Current series producer Yoshinori Ono has been fascinated by the prospect of bringing Street Fighter IV to handhelds in some form from the very beginning. Even when the original Street Fighter IV was still in development, he had toyed around with the idea of making a DS port, which makes a 3DS version of Super a little less astonishing. To his credit, only the most necessary concessions were made in the transition to handheld, and what we're left with is one of the best launch titles available for showing off the raw power of the 3DS.

Why Should I Care?

3ds_ssf4_02ss02_e3Control concessions aside, Super Street Fighter IV: 3D Edition is a shockingly accurate port of one of the best console games of 2010, and is aimed squarely at players who really want some form of the game available to play on the go no matter what the cost. The touch screen implementation, ultimately, was done in the name of getting a very accurate version of the game onto a handheld in as playable a form as possible. Large-handed gamers will find some issues with the 3DS controls that make the game hard to handle even despite the touch screen, and tournament players need not apply, either, due to the fact that they simply can't get the performance that they need out of the 3DS. With that out of the way, if neither of those apply to you, go ahead and put 3D Edition on your radar.

In contrast to the controls, there's an impressive lack of compromise when it comes to content. All 35 characters from the console version are included here, as well as the bonus stages, cutscenes, and modes that you're already familiar with (it should be noted that combo trials are here with no compromises whatsoever, though it's hard to imagine the player who can complete them on the 3DS), along with an interesting Pokémon-style figurine battle mode that makes use of the 3DS StreetPass feature. If that one should hook you, suddenly you have hours upon hours of figurine-collecting replay value to look forward to.

The game is, as mentioned above, a great showcase of the graphical power of the 3DS. Even with the default side-view familiar to fighting gamers everywhere, 3D Edition is a beautiful game that does a great job of showing off your new handheld. If that wasn't enough, there's also an isometric perspective available to take even further advantage of the 3D screen. This is aimed squarely at players who want to experience as much 3D as possible in their games, as it doesn't do as good a job of letting experienced players judge distance as well as the side view does, but it does a wonderful job of adding an extra shot of "wow factor" to what is already a thoroughly impressive visual treat.
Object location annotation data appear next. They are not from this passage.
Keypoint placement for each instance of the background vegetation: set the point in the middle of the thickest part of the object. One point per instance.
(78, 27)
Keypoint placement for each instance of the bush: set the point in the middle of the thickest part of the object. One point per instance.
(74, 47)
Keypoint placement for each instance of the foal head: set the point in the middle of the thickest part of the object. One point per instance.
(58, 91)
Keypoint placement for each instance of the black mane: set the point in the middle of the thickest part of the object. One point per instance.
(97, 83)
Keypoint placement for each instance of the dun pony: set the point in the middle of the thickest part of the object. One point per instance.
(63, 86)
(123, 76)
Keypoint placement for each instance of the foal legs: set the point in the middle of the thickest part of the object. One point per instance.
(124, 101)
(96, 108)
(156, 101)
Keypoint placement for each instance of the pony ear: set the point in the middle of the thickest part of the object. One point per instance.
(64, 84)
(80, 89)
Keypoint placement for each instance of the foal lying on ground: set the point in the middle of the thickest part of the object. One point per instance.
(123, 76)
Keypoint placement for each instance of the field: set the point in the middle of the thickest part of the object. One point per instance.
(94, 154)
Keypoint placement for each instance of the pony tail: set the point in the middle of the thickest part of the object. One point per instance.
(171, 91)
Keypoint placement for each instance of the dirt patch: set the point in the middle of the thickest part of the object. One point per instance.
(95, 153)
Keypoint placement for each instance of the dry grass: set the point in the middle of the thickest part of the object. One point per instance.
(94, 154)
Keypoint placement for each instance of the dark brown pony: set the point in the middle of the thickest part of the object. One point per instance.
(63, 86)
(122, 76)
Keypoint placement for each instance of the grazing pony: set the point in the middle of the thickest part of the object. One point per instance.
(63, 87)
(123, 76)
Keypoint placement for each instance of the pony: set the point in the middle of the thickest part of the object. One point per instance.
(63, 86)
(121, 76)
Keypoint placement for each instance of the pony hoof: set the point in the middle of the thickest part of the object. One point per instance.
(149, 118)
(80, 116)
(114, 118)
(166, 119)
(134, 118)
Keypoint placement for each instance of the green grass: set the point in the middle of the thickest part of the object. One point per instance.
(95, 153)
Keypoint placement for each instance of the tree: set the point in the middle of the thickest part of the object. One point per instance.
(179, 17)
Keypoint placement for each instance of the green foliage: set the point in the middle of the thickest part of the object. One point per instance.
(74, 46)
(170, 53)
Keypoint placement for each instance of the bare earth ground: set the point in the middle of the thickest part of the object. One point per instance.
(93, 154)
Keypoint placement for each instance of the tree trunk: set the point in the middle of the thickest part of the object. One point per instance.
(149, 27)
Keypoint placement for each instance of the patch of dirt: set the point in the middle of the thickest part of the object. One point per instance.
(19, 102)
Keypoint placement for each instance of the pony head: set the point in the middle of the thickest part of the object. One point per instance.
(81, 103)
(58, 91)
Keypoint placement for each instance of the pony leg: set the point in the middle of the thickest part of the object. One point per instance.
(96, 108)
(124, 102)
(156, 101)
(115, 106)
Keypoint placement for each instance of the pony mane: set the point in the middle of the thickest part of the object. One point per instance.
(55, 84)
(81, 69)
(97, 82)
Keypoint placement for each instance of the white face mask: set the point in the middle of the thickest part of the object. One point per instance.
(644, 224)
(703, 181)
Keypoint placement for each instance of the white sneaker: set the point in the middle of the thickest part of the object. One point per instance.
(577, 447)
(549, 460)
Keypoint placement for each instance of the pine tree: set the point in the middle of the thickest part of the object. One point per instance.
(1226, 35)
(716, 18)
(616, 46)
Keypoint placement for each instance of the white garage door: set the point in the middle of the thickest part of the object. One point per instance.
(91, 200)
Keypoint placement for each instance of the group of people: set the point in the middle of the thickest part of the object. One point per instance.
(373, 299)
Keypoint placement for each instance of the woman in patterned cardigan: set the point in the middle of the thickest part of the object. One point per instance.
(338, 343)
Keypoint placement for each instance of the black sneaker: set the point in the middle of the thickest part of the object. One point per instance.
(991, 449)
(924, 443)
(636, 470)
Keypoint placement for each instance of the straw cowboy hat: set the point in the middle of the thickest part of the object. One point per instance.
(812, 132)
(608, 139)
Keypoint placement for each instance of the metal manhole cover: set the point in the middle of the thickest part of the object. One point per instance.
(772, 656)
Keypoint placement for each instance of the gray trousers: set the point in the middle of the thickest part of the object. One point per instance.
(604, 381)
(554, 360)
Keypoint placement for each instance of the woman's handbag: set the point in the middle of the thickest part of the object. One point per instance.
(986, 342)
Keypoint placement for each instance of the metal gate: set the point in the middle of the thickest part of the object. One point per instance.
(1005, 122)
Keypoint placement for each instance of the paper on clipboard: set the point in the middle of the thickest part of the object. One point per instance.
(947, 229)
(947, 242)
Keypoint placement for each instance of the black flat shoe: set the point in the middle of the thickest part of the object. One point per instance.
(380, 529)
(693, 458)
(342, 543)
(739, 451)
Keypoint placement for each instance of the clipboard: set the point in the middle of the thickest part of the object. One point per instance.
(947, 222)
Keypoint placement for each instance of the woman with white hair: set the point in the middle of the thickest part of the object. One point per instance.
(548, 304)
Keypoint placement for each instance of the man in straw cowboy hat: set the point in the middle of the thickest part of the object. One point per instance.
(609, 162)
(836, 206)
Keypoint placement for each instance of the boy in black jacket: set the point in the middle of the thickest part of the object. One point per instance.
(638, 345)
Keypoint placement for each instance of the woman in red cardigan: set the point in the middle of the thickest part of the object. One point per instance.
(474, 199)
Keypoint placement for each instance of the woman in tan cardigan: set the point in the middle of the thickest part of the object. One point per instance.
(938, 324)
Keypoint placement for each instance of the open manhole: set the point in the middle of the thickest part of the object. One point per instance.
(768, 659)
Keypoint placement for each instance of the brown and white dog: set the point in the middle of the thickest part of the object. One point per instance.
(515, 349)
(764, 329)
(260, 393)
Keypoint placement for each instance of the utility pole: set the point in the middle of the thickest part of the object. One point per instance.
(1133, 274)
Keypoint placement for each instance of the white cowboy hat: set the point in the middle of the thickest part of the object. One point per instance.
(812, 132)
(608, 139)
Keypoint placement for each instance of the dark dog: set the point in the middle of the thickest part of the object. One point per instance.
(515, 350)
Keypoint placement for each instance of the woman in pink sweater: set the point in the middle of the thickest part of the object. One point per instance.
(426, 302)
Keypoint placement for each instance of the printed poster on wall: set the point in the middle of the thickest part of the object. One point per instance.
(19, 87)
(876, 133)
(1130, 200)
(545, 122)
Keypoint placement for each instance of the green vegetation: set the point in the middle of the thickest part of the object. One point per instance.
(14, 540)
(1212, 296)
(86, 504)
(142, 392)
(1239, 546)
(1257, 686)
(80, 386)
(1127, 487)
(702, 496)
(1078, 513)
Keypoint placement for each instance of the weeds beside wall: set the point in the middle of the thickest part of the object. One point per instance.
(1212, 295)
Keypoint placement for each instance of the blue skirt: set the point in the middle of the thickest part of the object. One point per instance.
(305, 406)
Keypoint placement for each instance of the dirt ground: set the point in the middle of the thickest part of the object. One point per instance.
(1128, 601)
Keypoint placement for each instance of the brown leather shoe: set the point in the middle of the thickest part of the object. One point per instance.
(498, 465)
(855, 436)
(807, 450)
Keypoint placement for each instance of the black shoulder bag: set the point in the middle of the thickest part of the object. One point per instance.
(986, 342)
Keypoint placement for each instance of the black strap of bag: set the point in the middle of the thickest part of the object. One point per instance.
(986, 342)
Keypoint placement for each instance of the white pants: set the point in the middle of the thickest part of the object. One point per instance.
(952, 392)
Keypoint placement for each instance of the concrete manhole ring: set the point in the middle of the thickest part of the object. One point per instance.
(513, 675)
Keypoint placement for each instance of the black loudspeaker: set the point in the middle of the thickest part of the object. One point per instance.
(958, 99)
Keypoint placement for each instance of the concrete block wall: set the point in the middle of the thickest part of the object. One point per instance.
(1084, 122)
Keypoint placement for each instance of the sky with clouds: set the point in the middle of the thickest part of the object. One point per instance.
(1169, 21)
What Makes It Worth My Time And Money?

For all that can be said about the controls, make no mistake: 3D Edition does a truly respectable job of providing you with Street Fighter IV action on the go. For that reason alone, it deserves your attention. It's true that the game isn't a one-size-fits-all title for anyone who picks up a 3DS, but the fact of the matter is that the further you've been from the Street Fighter craze since it was reborn in 2009, the more likely this one will be to pull you in (and possibly even hook you into making the transition to the console version). Moreover, it serves quite nicely as the "showcase game" of the 3DS launch, and can definitely fill the tech demo position in your 3DS launch library. Unfortunately, "gateway game" and "tech demo" might be the limit of 3D Edition's credentials, as the overall nature of the platform sadly robs it of much of the long-term appeal enjoyed by its essentially identical console brethren. It's much safer to give this one a rental before deciding whether or not it's worth investing the $39.99 asking price to make it a keeper.